O mesmo painel considera que uma maior competitividade no sector estaria dependente, no cenário português, de maiores níveis de formação, da introdução de sistemas de segurança alimentar e de mais inovação, enquanto em Espanha os aspectos determinantes para a melhoria são a inovação, em primeiro lugar, a valorização da gastronomia como património cultural e também a formação, mas como terceira prioridade.

Curiosamente, os aspectos de concorrência, legislação e fiscalidade não são vistos por este painel como essenciais para a melhoria do sector, mesmo que tenham claramente mais importância face à análise feita para Espanha, onde são considerados praticamente insignificantes, provavelmente por existir um enquadramento mais adequado às necessidades e realidade do sector.

Dificuldades e oportunidades

A finalizar, o estudo sintetiza os pontos fortes e fracos do sector de restauração em Portugal, perspectivando igualmente as oportunidades de futuro que se colocam. Como elementos favoráveis, destaca-se o reconhecimento da actividade ao nível da sua importância nos planos turístico e social, a riqueza gastronómica do país, a boa imagem deixada após o Euro 2004, a existência de um sistema completo de apoios, integrando não só diversos programas oficiais como projectos específicos financiados pela Banca, a existência de centros de formação profissional, apesar de se reconhecer a falta de qualificação profissional, a contenção do aumento de preços nos últimos anos (mais visível nas refeições do que nos restantes produtos), a rotatividade dos menus e a menor sazonalidade por comparação com Espanha.

Já no plano das dificuldades, encontramos a falta de fiscalização no sector, o diferencial de IVA, a baixa produtividade, a inexistência de um cadastro nacional de estabelecimentos e de informação tratada sobre o sector – radiografia que permitiria uma melhor definição de estratégias –, um perfil empresarial dominado pela visão familiar do negócio, a baixa percentagem de empresas com mecanismos de garantia de qualidade e auscultação do cliente, a débil penetração das novas tecnologias, a ausência de práticas de gestão por objectivos e uma legislação laboral pouco flexível.

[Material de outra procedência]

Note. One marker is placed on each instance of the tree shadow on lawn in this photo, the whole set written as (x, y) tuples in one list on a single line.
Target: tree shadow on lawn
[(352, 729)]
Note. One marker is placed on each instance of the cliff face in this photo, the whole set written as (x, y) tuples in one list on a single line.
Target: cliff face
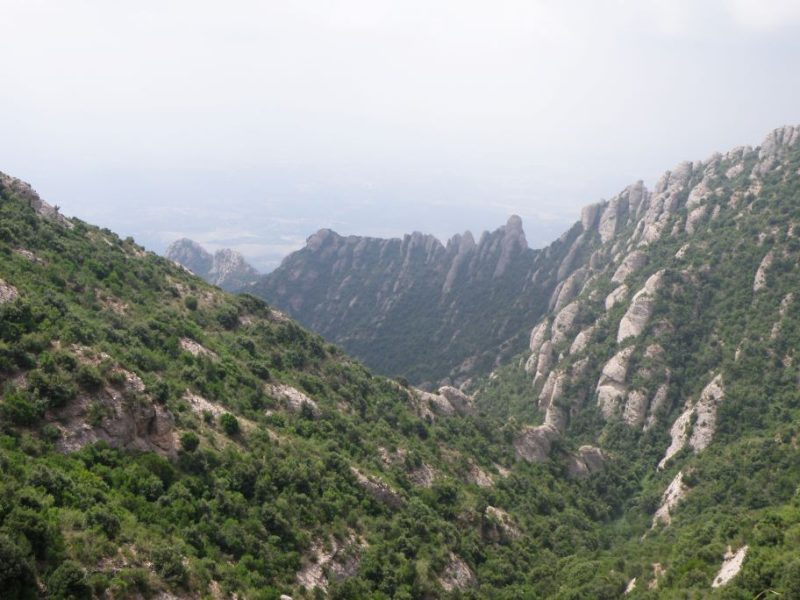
[(435, 313), (226, 268), (664, 261)]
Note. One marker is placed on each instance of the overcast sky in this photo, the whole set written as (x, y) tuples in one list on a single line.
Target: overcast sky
[(253, 124)]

As oportunidades, revela o estudo, existem, mas estão também ameaçadas por eventuais dificuldades de futuro. A alteração dos hábitos alimentares, as exigências ao nível da segurança alimentar, o desenvolvimento da vertente tecnológica e o reforço da qualificação profissional, bem como o previsível aumento da procura, a diversificação da oferta e a possibilidade de internacionalização de algumas empresas são aspectos encarados como oportunidades de negócio para os empresários.

Contudo, estes terão que ter em consideração condicionantes tais como o excesso de oferta, a lei do arrendamento comercial, a fraca dinâmica da economia portuguesa, a diminuição do poder de compra das famílias nacionais, a escassez de mão-de-obra qualificada e alguma resistência à adesão a acções de formação, o elevado custo das matérias-primas e de factores de produção como energia, por exemplo, dificuldades na obtenção de prazos de pagamento mais vantajosos e, claro está, uma carga fiscal que se manterá acima do praticado em Espanha. A integração dos emigrantes na sociedade e mercado de trabalho também foi apontada como uma ameaça, mas sem dúvida que apresenta também pontos positivos do ponto de vista dos empresários, nomeadamente uma clara redução dos níveis salariais, à qual já assistimos hoje em dia.

O sector, conclui o estudo, tem potencialidades suficientes para ultrapassar os principais constrangimentos e debilidades, localizando-se o factor-chave do sucesso do lado da oferta. A profissionalização do sector, a exigência de qualidade, a diversificação da oferta, o reforço de parcerias e o incentivo à competitividade deverão constituir os eixos centrais das estratégias empresariais a adoptar, tendo em vista a consolidação e sucesso no futuro.

A vertente estratégica da restauração, consumada por exemplo através do reconhecimento da gastronomia como património cultural, deverá ser um ponto a destacar por todo o sector Horeca, particularmente nas suas reivindicações junto das autoridades oficiais, fazendo lobby para que a sua contribuição seja confirmada não apenas em teoria mas igualmente na prática, através de medidas que permitam um desenvolvimento sustentado do sector, assegurando a sua viabilidade económica e financeira a longo prazo.